Eu não existo fora desta casa, o senhor está aqui tem três dias e nunca me viu
do lado de fora da pousada, Zartan é um dos demônios vindo da outra dimensão, é
ele quem controla o espelho, tenha cuidado…

 

         Óbvio
que não acreditei nas lorotas da moça Lenora, contava uma lenda urbana para
atrair novos hóspedes, mas que algo estava errado estava… Nhá Zidora me
olhava de modo estranho, Zartan me seguia o tempo todo, resolvi tirar a limpo o
mistério.

 

         Fiquei
postado junto à porta do quarto e prestando atenção nos ruídos do corredor por
uma minúscula fresta; Lenora em silêncio apagou os lampiões, o último estava
frente ao espelho e permaneceu aceso.
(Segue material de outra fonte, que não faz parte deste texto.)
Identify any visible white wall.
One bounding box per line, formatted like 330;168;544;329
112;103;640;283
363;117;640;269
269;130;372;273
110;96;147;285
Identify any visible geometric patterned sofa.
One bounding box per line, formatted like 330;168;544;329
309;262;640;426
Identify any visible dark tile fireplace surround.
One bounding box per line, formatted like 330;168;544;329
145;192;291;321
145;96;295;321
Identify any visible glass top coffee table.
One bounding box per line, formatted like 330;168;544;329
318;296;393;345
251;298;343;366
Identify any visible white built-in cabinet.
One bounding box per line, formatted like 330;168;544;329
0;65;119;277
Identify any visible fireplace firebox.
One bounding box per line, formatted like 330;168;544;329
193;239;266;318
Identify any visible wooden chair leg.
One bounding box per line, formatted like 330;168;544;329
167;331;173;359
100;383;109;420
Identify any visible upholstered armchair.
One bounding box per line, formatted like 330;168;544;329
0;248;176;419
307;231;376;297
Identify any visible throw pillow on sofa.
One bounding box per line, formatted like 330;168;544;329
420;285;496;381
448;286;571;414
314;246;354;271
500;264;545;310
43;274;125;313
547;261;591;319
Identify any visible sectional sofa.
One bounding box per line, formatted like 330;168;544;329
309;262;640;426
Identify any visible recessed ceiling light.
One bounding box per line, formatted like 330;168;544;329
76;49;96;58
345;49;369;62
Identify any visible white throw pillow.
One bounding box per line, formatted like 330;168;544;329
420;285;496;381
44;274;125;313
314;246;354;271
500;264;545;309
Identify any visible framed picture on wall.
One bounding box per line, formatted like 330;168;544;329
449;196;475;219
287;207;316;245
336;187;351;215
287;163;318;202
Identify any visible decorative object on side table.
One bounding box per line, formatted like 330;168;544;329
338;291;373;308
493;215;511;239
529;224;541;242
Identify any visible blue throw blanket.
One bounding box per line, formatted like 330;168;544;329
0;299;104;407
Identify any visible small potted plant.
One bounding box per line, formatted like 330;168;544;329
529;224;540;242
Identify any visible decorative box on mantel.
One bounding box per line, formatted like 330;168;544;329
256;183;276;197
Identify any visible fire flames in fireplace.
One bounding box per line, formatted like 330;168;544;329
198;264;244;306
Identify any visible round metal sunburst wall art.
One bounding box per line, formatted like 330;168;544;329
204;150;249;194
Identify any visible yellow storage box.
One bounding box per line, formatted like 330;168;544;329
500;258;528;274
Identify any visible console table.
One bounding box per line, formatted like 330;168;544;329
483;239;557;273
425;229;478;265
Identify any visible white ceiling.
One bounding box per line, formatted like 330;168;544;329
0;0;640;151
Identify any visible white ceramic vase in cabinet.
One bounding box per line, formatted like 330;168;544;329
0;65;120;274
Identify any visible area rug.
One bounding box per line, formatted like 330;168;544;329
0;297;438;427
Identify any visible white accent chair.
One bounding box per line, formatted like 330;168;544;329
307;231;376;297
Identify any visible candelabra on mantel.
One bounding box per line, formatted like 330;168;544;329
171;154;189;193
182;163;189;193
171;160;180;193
Uma estranha claridade azulada saia do
espelho, a figura de Lenora começou a se desfazer no ar, e Nhá Zidora se
materializou, e a luz do espelho se tornou opaca… Nhá Zidora apagou o último
lampião e os olhos de Zartan brilharam na escuridão.

 

         Não
preguei olho o resto da noite, era o dia em que a lancha viria me buscar, o
ancoradouro ficava a 100 metros da pousada; tomei apressado o café da manhã,
deixei a bolsa de viagem próxima à porta de saída, dentro dela o espelho de
bronze e fiquei na espera da embarcação aportar.

 

         Quando
ela chegou chamei Lenora para me despedir, e de supetão arrastei a moça para
fora da casa, ela simplesmente se desfez no ar, e eu corri para a lancha…
Atrás de mim, Zartan quase voava, mas não me alcançou…

 

         Em
casa pesquisei sobre Eleonora de Alencar Cordeiro; realmente a menina moça era
herdeira das indústrias Cordeiro & Alencar, desaparecida aos 18 anos em uma
ilha deserta, seu corpo nunca foi encontrado, nenhum resgate foi pedido, tudo
leva à crer que ela se afogou e o mar levou o seu corpo para o desconhecido.

 

         Nunca
contei essa história, ninguém acreditaria em mim, o espelho está trancado num
cofre, não tive coragem para quebrar, e da última vez em que me olhei nele,
senti que Zartan me buscava através do espaço tempo… Agora eu acredito, e sei
que espelhos são portais para outras dimensões, outros mundos.